A header always has to implement Equals and GetHashCode. These methods should compare two headers to see if they represent the same object. This allows Assisticant to preserve the selection and scroll position of a list even as the items in the list are changing. It also assists with binding the SelectedItem property. The SelectedItem should be equal to one element in the ItemsSource.

ViewModelLocatorBase

The ViewModelLocator class has a property for each view model. Since it creates the view models, it also needs references to the model so it can call the constructors. These references are likely to include a selection model – an object responsible for keeping track of which item the user has selected. This comes in handy when the user can select something from the main view model, and then navigate to the child view. The selected item is passed into the constructor of the child view model.

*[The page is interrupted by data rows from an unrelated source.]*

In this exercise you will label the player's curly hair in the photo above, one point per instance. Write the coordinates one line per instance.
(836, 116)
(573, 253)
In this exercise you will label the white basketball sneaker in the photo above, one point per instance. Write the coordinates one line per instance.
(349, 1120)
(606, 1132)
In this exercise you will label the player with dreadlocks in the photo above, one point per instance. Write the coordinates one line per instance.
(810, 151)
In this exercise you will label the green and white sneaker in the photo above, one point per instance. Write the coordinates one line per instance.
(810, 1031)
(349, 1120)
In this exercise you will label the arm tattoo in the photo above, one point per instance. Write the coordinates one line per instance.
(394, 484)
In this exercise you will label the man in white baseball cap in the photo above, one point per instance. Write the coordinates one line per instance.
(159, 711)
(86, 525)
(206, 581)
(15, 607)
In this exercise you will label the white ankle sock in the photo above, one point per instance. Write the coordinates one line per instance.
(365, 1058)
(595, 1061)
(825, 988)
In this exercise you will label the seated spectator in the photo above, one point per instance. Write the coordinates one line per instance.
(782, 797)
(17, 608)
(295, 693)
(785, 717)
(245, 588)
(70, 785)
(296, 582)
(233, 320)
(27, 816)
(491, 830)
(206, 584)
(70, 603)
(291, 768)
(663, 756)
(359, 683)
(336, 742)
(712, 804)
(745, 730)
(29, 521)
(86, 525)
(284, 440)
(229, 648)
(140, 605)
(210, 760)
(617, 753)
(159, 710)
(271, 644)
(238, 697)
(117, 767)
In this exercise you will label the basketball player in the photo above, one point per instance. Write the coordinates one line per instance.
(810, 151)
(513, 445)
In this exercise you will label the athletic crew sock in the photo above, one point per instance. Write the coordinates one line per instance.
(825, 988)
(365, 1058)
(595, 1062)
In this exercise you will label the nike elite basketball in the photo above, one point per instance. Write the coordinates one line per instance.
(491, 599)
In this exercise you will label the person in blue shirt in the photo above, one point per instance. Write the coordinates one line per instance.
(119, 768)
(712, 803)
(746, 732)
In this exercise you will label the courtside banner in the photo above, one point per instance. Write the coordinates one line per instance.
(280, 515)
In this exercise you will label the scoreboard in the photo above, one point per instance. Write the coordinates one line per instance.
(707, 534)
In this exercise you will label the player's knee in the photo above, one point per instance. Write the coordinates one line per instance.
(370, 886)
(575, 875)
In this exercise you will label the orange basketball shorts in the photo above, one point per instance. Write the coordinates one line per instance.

public class ViewModelLocator : ViewModelLocatorBase
{
    private Document _document;
    private Selection _selection;

    public ViewModelLocator()
    {
        if (DesignMode)
            _document = LoadDesignModeDocument();
        else
            _document = LoadDocument();
        _selection = new Selection();
    }

    public object Main => ViewModel(() =>
        new MainViewModel(_document, _selection));

    public object Child => ViewModel(() =>
        _selection.SelectedItem == null
            ? null
            : new ChildViewModel(_selection.SelectedItem));

    private Document LoadDocument()
    {
        // TODO: Load your document here.
        Document document = new Document();
        return document;
    }

    private Document LoadDesignModeDocument()
    {
        // TODO: Load your design mode data here.
        Document document = new Document();
        return document;
    }
}

The ViewModelLocatorBase class in Assisticant provides the ViewModel method. This method takes a lambda expression that creates the view model. Assisticant will cache the view model, and make sure that the constructor is called again if the parameters change. For example, when the user selects a different item, Assisticant will construct a new child view model.

App.xaml

The application adds an instance of the view model locator to the resource dictionary. It references the namespace, and gives the object a key. This lets views find the locator.

<Application
    x:Class="MyCoolApp.App"
    xmlns:vm="clr-namespace:MyCoolApp.ViewModels">

    <!--Application Resources-->
    <Application.Resources>
        <vm:ViewModelLocator x:Key="Locator"/>
    </Application.Resources>
</Application>

There will be other things in the resource dictionary, including perhaps merged dictionaries. Just put the view model locator right inside the Application.Resources element.

Binding a View to a View Model

Each view sets its data context by binding to a property of the view model locator. It sets the binding source to the view model locator as a static resource.

<UserControl
    x:Class="MyCoolApp.MainView"
    DataContext="{Binding Main, Source={StaticResource Locator}}">

</UserControl>

With this pattern, the view model locator is a singleton. Each view accesses a property of that single object to get its view model. The base class provided by Assisticant makes sure that a new view model is created if any of its constructor parameters change. This lets you set state in one view, and then depend upon that state as you navigate to another view. It’s a natural and straight-forward way of structuring your XAML applications.